Irish scholar and educationalist (1820–1908)

Sir Thomas William Moffett (3 June 1820 – 6 July 1908) was an Irish scholar and educationalist, who served as president of Queen's College Galway.

Moffett was born at Castleknock, County Dublin, on 3 June 1820. He was educated at Trinity College Dublin, where he was a Berkeley Gold Medallist in Logic and Metaphysics, a gold medallist in Greek, and a prizeman in Divinity and Modern History. He graduated in 1843 as Senior Moderator in Ethics and Logic. He was awarded the degree of L.L.D. by Trinity College Dublin in 1852.

From May 1848, he held the position of headmaster of the Classical Department and professor of logic and belles lettres at the Royal Belfast Academical Institution. The first professors were appointed to the newly established Queen's Colleges at Belfast, Cork and Galway in 1849, and Moffett became the foundation professor of logic and metaphysics at the Galway College. In 1863, in addition to his original chair, Moffett took over the duties of Rev. Joseph O'Leary as professor of history and English literature, the offices being combined into a single chair of history, English literature and mental science. Moffett was to occupy this chair until his retirement from academia in 1897.

In 1870, Moffett succeeded William Lupton as registrar of Queen's College Galway. On the death of Edward Berwick in 1877, Moffett was appointed to succeed him as president of the college.

Moffett was known for his skill and power as an orator, and his ability to quote at will long extracts from the poems and sagas of antiquity, as well as more modern verse.
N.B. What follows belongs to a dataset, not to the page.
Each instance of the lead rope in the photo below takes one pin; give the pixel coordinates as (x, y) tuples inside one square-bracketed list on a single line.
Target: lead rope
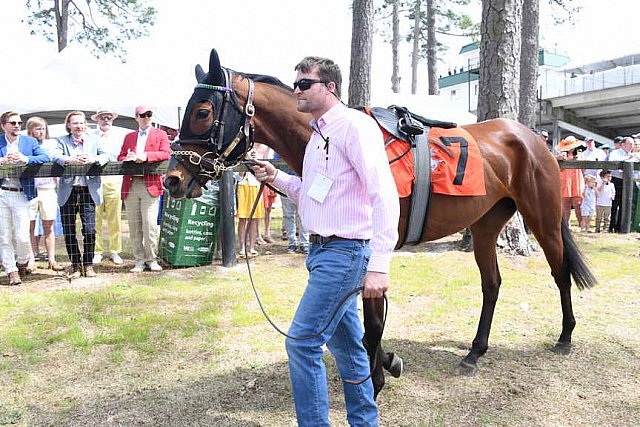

Moffett was involved in the incorporation of the existing Literary and Scientific Society of Galway into the Queen's College as a debating society between 1852 and 1856. Moffett drafted the first rules for the governance within the college, and presided at the first meeting of the society which subsequently became the Literary and Debating Society.

Moffett never believed in the restriction of education and intellectual discourse to within the walls of a college. Between 1849 and 1856, he served as Barrington Lecturer for the Dublin Statistical Society (later known as the Statistical and Social Inquiry Society of Ireland). The Barrington Lectures, endowed by the Dublin businessman John Barrington from 1834, had as their objective the teaching of the principles of political economy to the lower classes in Ireland. Moffett delivered popular lectures in Ardee, Armagh, Belturbet, Clonmel, Coleraine, Derry, Downpatrick, Dublin, Dundalk, Dungannon, Galway, Holywood, Kilkenny, Lisburn, Lurgan, Trim and Waterford. He was also a stalwart of the Royal Galway Institution, an organisation set up to promote intellectual discourse among the people of Galway; he frequently delivered lectures to the Institution, and served as its president for many years up to the time of his death.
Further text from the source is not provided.